Cosmology and Astroparticle Physics

Our Research

Cosmology is the study of the birth and evolution of the Universe. Using a mixture of experiments, simulation and theory, researchers in the School  of Physics are investigating topics from the nature of dark matter and  dark energy to what happened during inflation, a burst of ultra-fast expansion in the early Universe.

Astroparticle physics is the study of elementary particles of astrophysical origin, and lies at the intersection of particle physics and astrophysics. We use a "cosmic laboratory" to reveal fundamental properties of matter, or to learn about astrophysical phenomena. Some of the key questions that are being addressed are:

  • Dark matter:
    Most of the matter in the Universe is dark matter.  We are leading a project to construct a laboratory 1 km underground in Stawell, Victoria, where we will run an experiment to directly detect these dark matter particles. We also work on indirect dark matter detection by observing the contribution of dark matter annihilation or decay to cosmic ray fluxes and related signals. In addition, we are strongly involved in the development of new elementary particle physics theories that incorporate dark matter particles.

  • Dark Energy:
    Why is the expansion of the Universe accelerating? We are developing new theories to understand this surprising acceleration. We are also working on a number of new cosmological probes to better understand the properties of Dark Energy.

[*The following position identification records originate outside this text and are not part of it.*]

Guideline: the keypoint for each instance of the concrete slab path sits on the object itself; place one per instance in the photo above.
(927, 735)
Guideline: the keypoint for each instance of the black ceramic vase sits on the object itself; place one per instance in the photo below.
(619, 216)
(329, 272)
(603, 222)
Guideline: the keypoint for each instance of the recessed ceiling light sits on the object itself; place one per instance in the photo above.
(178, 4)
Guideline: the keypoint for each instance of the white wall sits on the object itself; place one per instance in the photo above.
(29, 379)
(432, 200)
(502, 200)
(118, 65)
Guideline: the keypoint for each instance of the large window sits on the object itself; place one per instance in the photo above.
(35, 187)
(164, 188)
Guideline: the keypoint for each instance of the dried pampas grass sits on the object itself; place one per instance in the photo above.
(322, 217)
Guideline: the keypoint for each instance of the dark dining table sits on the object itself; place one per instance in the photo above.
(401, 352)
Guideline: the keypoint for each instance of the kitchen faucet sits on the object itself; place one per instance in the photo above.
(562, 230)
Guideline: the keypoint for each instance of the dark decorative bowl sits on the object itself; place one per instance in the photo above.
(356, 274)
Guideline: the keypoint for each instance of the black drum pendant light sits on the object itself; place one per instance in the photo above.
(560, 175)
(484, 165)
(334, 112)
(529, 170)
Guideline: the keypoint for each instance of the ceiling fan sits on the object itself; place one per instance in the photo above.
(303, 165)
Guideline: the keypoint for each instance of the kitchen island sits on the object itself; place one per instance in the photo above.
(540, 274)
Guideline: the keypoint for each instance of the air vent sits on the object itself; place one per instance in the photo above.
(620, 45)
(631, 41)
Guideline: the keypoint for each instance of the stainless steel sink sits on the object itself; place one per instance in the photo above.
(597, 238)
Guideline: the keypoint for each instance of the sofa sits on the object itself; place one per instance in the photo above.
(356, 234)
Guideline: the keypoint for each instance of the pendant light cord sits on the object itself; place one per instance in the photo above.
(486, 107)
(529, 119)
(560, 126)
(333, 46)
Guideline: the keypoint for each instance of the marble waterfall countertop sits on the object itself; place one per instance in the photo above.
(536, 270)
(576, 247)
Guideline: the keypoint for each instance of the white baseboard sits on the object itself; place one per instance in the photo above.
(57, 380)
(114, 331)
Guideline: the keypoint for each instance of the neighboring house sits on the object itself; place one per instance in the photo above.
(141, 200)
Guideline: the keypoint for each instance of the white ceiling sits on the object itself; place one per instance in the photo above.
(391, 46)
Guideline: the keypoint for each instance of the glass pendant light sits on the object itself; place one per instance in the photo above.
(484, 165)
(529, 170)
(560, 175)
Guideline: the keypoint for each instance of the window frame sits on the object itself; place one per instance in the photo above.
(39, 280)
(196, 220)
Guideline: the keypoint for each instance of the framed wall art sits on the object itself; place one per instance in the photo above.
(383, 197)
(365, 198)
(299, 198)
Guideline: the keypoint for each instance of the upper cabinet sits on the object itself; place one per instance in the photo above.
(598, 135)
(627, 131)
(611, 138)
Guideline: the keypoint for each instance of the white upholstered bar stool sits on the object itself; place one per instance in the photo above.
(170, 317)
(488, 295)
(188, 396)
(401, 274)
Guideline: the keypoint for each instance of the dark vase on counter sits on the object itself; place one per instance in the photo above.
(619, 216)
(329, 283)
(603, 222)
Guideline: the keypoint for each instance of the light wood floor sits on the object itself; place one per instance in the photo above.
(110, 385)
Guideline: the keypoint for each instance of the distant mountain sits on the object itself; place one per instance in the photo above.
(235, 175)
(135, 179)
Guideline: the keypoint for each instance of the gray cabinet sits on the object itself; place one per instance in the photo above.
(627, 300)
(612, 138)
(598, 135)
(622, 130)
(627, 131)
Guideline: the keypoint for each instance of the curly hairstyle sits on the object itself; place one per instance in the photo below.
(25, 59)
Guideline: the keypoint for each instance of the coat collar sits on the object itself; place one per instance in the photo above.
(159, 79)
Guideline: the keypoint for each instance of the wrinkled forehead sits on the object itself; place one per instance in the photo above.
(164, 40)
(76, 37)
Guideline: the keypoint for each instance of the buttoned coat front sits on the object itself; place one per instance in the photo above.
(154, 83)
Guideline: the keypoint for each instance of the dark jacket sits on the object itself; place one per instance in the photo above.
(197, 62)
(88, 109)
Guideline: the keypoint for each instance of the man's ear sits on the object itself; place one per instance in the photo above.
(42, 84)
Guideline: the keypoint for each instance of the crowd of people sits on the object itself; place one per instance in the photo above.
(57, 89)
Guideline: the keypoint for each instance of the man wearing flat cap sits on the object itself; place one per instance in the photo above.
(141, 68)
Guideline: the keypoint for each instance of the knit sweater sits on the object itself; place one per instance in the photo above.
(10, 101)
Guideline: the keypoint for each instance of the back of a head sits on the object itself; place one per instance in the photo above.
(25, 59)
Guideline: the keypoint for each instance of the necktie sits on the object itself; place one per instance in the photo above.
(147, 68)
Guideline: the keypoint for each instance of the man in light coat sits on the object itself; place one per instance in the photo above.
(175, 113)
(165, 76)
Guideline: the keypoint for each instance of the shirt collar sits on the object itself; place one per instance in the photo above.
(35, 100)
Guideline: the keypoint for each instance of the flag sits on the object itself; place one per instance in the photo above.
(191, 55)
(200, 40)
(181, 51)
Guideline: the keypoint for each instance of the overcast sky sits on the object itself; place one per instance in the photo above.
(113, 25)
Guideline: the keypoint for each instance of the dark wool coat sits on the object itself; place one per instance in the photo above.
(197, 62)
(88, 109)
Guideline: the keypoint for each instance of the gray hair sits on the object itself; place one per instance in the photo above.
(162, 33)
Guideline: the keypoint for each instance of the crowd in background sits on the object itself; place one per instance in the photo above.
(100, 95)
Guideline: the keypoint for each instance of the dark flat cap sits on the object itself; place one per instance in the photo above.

  • Inflation and gravitational waves:
    What caused the burst of rapid expansion in the first moments of the Universe? We study relic radiation from the Big Bang, the cosmic microwave background, to search for the gravitational wave signature of inflation. We are also strongly involved in the emerging field of gravitational wave astronomy through membership in the LIGO collaboration.

  • Matter-antimatter asymmetry:
    The universe consists almost entirely of matter, with very little antimatter.  We study mechanisms that could have created this imbalance between matter and antimatter.